Computer system virtualization allows multiple operating systems and processes to share the hardware resources of a host computer. Ideally, the system virtualization provides resource isolation so that each operating system does not realize that it is sharing resources with another operating system and does not adversely affect the execution of the other operating system. Such system virtualization enables applications including server consolidation, co-located hosting facilities, distributed web services, applications mobility, secure computing platforms, and other applications that provide for efficient use of underlying hardware resources.
Virtual machine monitors (VMMs) have been used since the early 1970s to provide a software application that virtualizes the underlying hardware so that applications running on the VMMs are exposed to the same hardware functionality provided by the underlying machine without actually “touching” the underling hardware. For example, the IBM/370 mainframe computer provided multiple virtual hardware instances that emulated the operation of the underlying hardware and provided context switches amongst the virtual hardware instances. However, as IA-32, or x86, architectures became more prevalent, it became desirable to develop VMMs that would operate on such platforms. Unfortunately, unlike the IBM/370 mainframe systems, the IA-32 architecture was not designed for full virtualization as certain supervisor instructions had to be handled by the VMM for correct virtualization but could not be handled appropriately because use of these supervisor instructions did not cause a trap to be generated that could be handled using appropriate interrupt handling techniques.
In recent years, VMWare and Connectix have developed relatively sophisticated virtualization systems that address these problems with IA-32 architecture by dynamically rewriting portions of the hosted machine's code to insert traps wherever VMM intervention might be required and to use binary translation to resolve the traps.

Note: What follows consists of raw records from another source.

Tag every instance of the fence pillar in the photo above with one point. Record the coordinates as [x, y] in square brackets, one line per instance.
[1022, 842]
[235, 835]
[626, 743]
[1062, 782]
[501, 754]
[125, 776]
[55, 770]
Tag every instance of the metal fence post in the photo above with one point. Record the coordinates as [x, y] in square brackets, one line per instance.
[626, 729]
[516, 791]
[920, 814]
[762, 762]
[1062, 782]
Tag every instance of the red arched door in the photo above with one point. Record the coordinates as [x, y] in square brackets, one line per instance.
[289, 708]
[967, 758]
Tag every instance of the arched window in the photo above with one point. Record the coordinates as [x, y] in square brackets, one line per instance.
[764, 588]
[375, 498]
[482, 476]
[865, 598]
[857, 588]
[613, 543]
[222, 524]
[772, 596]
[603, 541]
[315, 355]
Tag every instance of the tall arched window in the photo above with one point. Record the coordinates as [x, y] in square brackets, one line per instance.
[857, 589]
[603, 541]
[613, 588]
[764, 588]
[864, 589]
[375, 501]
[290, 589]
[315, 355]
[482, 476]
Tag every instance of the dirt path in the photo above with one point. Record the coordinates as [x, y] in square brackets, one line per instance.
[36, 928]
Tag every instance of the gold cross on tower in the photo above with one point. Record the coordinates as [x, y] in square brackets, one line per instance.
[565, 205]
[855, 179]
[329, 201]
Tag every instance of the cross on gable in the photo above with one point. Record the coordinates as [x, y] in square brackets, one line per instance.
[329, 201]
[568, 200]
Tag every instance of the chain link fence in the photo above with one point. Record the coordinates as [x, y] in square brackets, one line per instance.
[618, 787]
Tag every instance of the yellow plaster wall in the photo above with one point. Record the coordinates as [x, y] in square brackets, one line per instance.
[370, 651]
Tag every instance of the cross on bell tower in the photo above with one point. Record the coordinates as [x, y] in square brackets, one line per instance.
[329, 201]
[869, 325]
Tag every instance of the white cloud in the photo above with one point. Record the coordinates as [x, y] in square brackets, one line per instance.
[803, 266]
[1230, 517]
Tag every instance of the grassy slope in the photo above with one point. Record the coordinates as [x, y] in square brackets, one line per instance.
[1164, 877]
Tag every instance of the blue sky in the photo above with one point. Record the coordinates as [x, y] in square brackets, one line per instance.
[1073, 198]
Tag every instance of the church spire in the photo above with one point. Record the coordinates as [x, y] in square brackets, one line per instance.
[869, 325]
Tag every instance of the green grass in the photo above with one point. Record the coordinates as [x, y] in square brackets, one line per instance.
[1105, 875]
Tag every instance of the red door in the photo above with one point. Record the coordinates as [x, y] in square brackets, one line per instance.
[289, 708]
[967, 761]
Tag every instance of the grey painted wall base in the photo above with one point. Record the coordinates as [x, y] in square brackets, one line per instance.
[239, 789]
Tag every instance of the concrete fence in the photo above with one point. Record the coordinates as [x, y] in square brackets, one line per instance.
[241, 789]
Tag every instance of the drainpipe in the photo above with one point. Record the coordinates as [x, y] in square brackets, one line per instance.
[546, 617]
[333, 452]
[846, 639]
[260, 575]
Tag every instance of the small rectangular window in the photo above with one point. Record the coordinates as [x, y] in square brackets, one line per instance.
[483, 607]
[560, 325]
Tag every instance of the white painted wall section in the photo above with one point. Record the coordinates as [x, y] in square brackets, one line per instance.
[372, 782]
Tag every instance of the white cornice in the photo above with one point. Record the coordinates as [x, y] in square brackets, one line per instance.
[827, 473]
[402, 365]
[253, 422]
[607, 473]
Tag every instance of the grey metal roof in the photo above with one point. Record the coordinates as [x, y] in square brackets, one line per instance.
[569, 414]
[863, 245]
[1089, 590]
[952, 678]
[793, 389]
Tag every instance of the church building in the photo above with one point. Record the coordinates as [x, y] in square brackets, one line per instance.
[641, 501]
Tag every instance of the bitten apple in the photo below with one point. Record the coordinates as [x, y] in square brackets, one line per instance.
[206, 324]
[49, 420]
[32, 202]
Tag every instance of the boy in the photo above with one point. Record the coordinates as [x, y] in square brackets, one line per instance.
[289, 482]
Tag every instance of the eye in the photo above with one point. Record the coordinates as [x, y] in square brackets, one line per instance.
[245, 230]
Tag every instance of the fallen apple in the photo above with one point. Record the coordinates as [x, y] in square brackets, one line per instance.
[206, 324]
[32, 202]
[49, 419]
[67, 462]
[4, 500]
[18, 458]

This translation is applied to the entire guest operating system kernel since all non-trapping privileged instructions have to be caught and resolved. Such an approach is described, for example, by Bugnion et al. in an article entitled “Disco: Running Commodity Operating Systems on Scalable Multiprocessors,” Proceedings of the 16th Symposium on Operating Systems Principles (SOSP), Saint-Malo, France, October 1997.
The complete virtualization approach taken by VMWare and Connectix has significant processing costs. For example, the VMWare ESX Server implements shadow tables to maintain consistency with virtual page tables by trapping every update attempt, which has a high processing cost for update intensive operations such as creating a new application process. Moreover, though the VMWare systems use pooled I/O and allow reservation of PCI cards to a partition, such systems do not create I/O partitions for the purpose of hoisting shared I/O from the hypervisor for reliability and for improved performance.
The drawbacks of complete virtualization may be avoided by providing a VMM that virtualizes most, but not all, of the underlying hardware operations. This approach has been referred to by Whitaker et al. at the University of Washington as “para-virtualization.” Unlike complete virtualization, the para-virtualization approach requires modifications to the guest operating systems to be hosted. However, as will be appreciated from the detailed description below, para-virtualization does not require changes to the application binary interface (ABI) so that no modifications at all are required to the guest applications. Whitaker et al. have developed such a “para-virtualization” system as a scalable isolation kernel referred to as Denali. Denali has been designed to support thousands of virtual machines running network services by assuming that a large majority of the virtual machines are small-scale, unpopular network services. Denali does not fully support x86 segmentation, even though x86 segmentation is used in the ABIs of NetBSD, Linux, and Windows XP. Moreover, each virtual machine in the Denali system hosts a single-user, single-application unprotected operating system, as opposed to hosting a real, secure operating system that may, in turn, execute thousands of unmodified user-level application processes. Also, in the Denali architecture the VMM performs all paging to and from disk for all operating systems, thereby adversely affecting performance isolation for each hosted “operating system.” Finally, in the Denali architecture, the virtual machines have no knowledge of hardware addresses so that no virtual machine may access the resources of another virtual machine. As a result, Denali does not permit the virtual machines to directly access physical resources.
The complete virtualization systems of VMWare and Connectix, and the Denali architecture of Whitaker et al. also have another common, and significant, limitation. Since each system loads a VMM directly on the underlying hardware and all guest operating systems run “on top of” the VMM, the VMM becomes a single point of failure for all of the guest operating systems. Thus, when implemented to consolidate servers, for example, the failure of the VMM could cause failure of all of the guest operating systems hosted on that VMM. It is desired to provide a virtualization system in which guest operating systems may coexist on the same node without mandating a specific application binary interface to the underlying hardware, and without providing a single point of failure for the node. Moreover, it is desired to provide a virtualization system with failover protection so that failure of the virtualization elements and/or the underlying hardware does not bring down the entire node. It is further desired to provide improved system flexibility whereby the system is scalable and a system user may specify desired systems resources that the virtualization system may allocate efficiently over all available resources in a data center. The present invention addresses these limitations in the current state of the art.